DENPASAR, BALIPOST.com – Pascadituntut selama 10 tahun penjara dan juga dinyatakan terbukti melakukan tindak pidana pencucian uang (TPPU), Ir. Dewa Ketut Puspaka, MP., Kamis (14/4) diberikan kesempatan melakukan pembelaan. Dalam pledoinya Dewa Puspaka atau DKP yang didampingi penasehat hukumnya, Agus Sujoko, Gede Indria dkk., pada pokoknya mengakui menerima hadiah saat dia masih aktif sebagai ASN dalam hal ini Sekda Buleleng.

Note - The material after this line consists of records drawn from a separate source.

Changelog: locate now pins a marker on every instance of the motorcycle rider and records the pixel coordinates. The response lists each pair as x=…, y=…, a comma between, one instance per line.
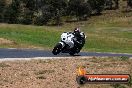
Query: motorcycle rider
x=79, y=38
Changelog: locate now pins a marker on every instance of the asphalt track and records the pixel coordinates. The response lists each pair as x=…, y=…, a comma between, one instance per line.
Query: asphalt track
x=29, y=53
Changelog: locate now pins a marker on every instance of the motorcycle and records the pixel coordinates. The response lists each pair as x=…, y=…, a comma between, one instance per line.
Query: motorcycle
x=68, y=44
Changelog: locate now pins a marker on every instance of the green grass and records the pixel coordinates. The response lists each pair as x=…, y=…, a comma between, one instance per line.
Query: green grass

Agus Sujoko dkk., di hadapan majelis hakim pimpinan Heriyanti dengan hakim anggota Konny Hartanto dan Nelson, mengatakan bahwa terdakwa dalam perkara ini terbukti menerima hadiah sebagaimana yang tertuang dalam Pasal 11 UU Tipikor.

Sedangkan soal pemerasan, Puspaka membantah melakukannya sebagaimana dalam surat tuntutan jaksa. Agus Sujoko mengatakan hal itu tidak dapat dibuktikan jaksa.

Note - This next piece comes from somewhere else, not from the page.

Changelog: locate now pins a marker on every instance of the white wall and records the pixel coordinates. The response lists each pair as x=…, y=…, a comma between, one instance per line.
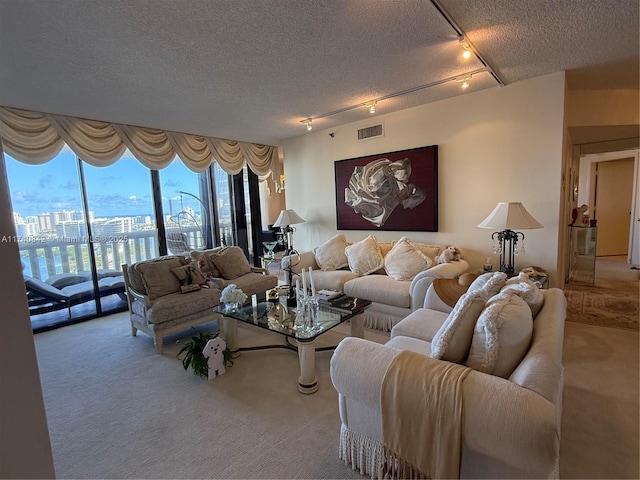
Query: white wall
x=25, y=450
x=502, y=144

Lanjut dia, dalam fakta persidangan, baik soal WhatsApp, SMS, itu tidak satupun yang menunjukkan adanya pemerasan. Soal isi percakapan terkait adanya permintaan sejumlah uang, menurut Agus, itu karena adanya perjanjian-perjanjian. “Tolong ini dibedakan,” tegasnya.

Baca juga:  Percakapan dengan Investor Dibuka di Persidangan, Dewa Puspaka Sempat Membantah

Lanjut dia, soal perizinin LNG, terdakwa DKP tidak punya wewenang di sana, namun yang punya wewenang adalah para kepala dinas. Lantas, terkait permintaan dalam bukti percakapan “tolong kirim Rp 2 miliar”, menurut Sujoko itu terkait lahan Air Sanih.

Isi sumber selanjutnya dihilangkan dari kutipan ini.